Une puissante vague patriote est en train de se lever partout en Europe. Même dans des pays depuis longtemps gouvernés par la gauche — Portugal, Suède, Danemark —, les mouvements patriotes sont en hausse constante. En Autriche, en Allemagne, aux Pays-Bas, en France et même au Royaume-Uni, les patriotes, en constante progression, peuvent espérer arriver au pouvoir demain. Arriver au pouvoir, mais pour faire quoi ?

Dans trois pays importants d’Europe, la Pologne, la Hongrie et l’Italie, les patriotes ont pendant plusieurs années été portés au pouvoir et ont disposé d’une majorité suffisante pour agir. En Italie, ils y sont toujours.

Pologne : immigration et armement américain

En Pologne, le gouvernement de Mateusz Morawiecki, dirigeant du parti PiS (Droit et Justice), est arrivé au pouvoir en 2015 avec un discours très conservateur, se voulant protecteur de la famille, de la religion chrétienne et de l’identité polonaise. Il se déclarait également très préoccupé par l’immigration, présentant la situation française comme un repoussoir. Or c’est le gouvernement patriote qui a commencé à ouvrir la Pologne à l’immigration extra-européenne de travail, dans un contexte de croissance économique. La Pologne a notamment fait appel à des immigrés asiatiques (souvent des Vietnamiens) pour occuper des postes à responsabilité, dans l’informatique principalement.

Alors que tant de Polonais avaient émigré en Europe de l’Ouest au XXe siècle et depuis le début des années 2000, voici la Pologne florissante « contrainte » d’accueillir une immigration extra-européenne pour des salaires moyens de 2 000 euros permettant de jouir d’un haut niveau de vie en Pologne.

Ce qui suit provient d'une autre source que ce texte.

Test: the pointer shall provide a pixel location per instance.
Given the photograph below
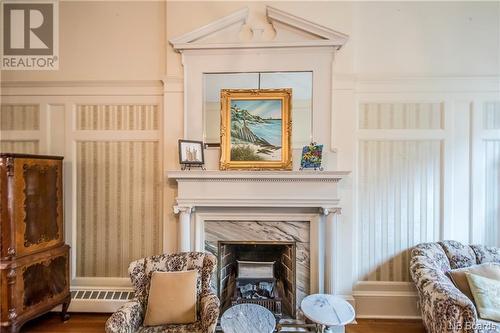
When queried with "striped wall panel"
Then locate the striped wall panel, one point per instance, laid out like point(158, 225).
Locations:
point(398, 204)
point(400, 116)
point(20, 147)
point(118, 206)
point(117, 117)
point(19, 117)
point(492, 195)
point(491, 115)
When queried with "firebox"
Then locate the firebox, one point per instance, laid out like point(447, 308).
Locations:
point(258, 272)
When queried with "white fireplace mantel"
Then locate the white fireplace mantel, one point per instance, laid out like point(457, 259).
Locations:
point(257, 188)
point(281, 190)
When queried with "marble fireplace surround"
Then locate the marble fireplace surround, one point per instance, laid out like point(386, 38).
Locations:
point(263, 199)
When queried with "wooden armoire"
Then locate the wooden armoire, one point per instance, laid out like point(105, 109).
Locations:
point(34, 260)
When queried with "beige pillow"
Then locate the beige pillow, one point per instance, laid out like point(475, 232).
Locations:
point(489, 270)
point(487, 296)
point(172, 298)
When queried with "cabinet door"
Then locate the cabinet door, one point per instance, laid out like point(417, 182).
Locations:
point(38, 212)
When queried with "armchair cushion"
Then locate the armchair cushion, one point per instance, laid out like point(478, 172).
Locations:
point(459, 278)
point(127, 320)
point(444, 308)
point(487, 296)
point(172, 298)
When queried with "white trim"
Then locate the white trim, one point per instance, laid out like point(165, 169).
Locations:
point(211, 175)
point(399, 300)
point(326, 37)
point(239, 16)
point(21, 135)
point(82, 88)
point(333, 37)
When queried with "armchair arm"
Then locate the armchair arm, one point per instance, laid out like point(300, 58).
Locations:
point(444, 308)
point(126, 319)
point(209, 312)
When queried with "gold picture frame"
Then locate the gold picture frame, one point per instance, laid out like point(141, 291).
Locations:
point(255, 131)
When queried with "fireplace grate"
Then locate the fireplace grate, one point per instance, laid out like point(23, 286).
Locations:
point(273, 305)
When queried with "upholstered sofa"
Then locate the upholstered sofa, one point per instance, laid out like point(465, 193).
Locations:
point(444, 308)
point(129, 318)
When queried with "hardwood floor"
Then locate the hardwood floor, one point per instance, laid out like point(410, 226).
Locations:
point(94, 323)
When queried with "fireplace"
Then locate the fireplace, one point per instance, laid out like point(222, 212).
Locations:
point(259, 272)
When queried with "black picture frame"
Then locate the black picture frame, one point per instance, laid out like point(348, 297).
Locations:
point(191, 161)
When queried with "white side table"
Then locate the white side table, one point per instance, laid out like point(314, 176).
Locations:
point(328, 312)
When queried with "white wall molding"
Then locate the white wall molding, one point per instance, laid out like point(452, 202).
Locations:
point(416, 84)
point(305, 33)
point(399, 300)
point(82, 88)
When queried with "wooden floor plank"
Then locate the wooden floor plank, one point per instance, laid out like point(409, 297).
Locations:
point(94, 323)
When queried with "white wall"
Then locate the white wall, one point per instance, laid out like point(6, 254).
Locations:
point(427, 52)
point(442, 56)
point(106, 40)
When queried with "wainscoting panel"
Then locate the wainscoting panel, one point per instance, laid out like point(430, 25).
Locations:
point(492, 189)
point(19, 125)
point(118, 206)
point(19, 117)
point(401, 116)
point(117, 117)
point(399, 204)
point(491, 116)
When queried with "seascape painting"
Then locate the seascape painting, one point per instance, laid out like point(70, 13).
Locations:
point(256, 130)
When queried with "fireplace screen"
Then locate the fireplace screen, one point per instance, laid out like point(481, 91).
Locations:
point(258, 272)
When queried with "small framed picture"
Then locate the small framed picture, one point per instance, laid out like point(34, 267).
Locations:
point(191, 152)
point(312, 156)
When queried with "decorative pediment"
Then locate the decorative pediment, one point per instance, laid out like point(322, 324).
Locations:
point(279, 30)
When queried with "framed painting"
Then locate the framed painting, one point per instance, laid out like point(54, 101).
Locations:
point(256, 129)
point(191, 152)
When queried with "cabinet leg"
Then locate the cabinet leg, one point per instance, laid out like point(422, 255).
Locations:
point(64, 313)
point(12, 329)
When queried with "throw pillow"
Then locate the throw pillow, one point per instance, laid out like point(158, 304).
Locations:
point(172, 298)
point(487, 296)
point(489, 270)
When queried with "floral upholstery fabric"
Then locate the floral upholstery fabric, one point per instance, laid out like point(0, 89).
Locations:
point(129, 318)
point(460, 255)
point(486, 253)
point(444, 308)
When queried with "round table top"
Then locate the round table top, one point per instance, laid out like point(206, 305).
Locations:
point(247, 318)
point(327, 310)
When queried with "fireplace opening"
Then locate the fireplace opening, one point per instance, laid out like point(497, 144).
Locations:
point(258, 272)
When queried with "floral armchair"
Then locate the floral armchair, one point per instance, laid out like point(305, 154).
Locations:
point(129, 318)
point(444, 308)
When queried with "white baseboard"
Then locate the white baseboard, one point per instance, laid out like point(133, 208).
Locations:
point(386, 300)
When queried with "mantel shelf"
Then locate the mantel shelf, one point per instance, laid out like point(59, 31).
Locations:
point(258, 176)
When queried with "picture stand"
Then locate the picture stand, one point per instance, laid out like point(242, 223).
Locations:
point(312, 169)
point(312, 156)
point(188, 166)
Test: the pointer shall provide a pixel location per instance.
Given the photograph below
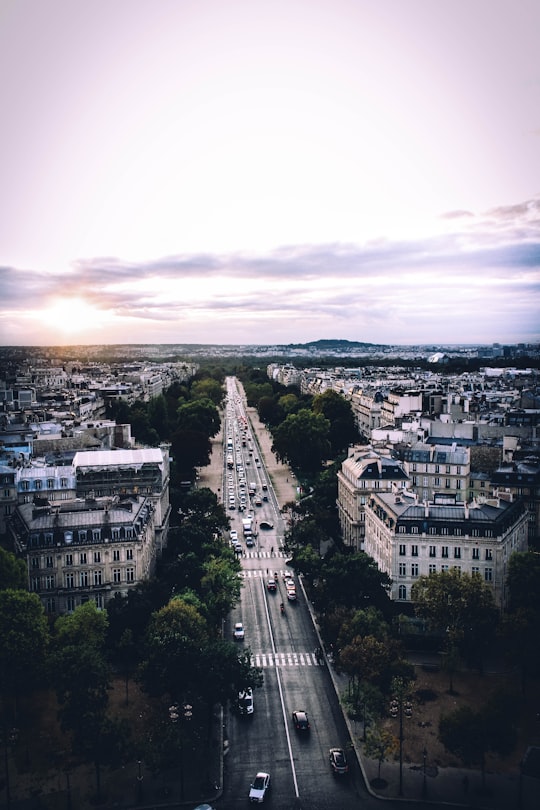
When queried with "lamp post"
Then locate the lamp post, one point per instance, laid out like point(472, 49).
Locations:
point(139, 782)
point(398, 707)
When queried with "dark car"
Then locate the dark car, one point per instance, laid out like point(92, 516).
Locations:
point(300, 720)
point(338, 761)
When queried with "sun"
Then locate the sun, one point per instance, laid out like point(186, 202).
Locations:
point(71, 315)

Sur le plan international, la Pologne a réagi de la meilleure façon qui soit face à l’invasion russe de l’Ukraine en 2022. En accueillant sur son sol des millions de réfugiés ukrainiens, cette situation a évidemment fait l’objet de tensions certaines entre ces deux populations.

S’opposant frontalement à Vladimir Poutine, la Pologne a aidé l’Ukraine en lui livrant un grand nombre de matériels militaires (notamment son stock d’armes soviétiques) mais a également adopté une posture défensive très réactive. L’armée polonaise est actuellement en passe de devenir l’une des plus puissantes armées européennes.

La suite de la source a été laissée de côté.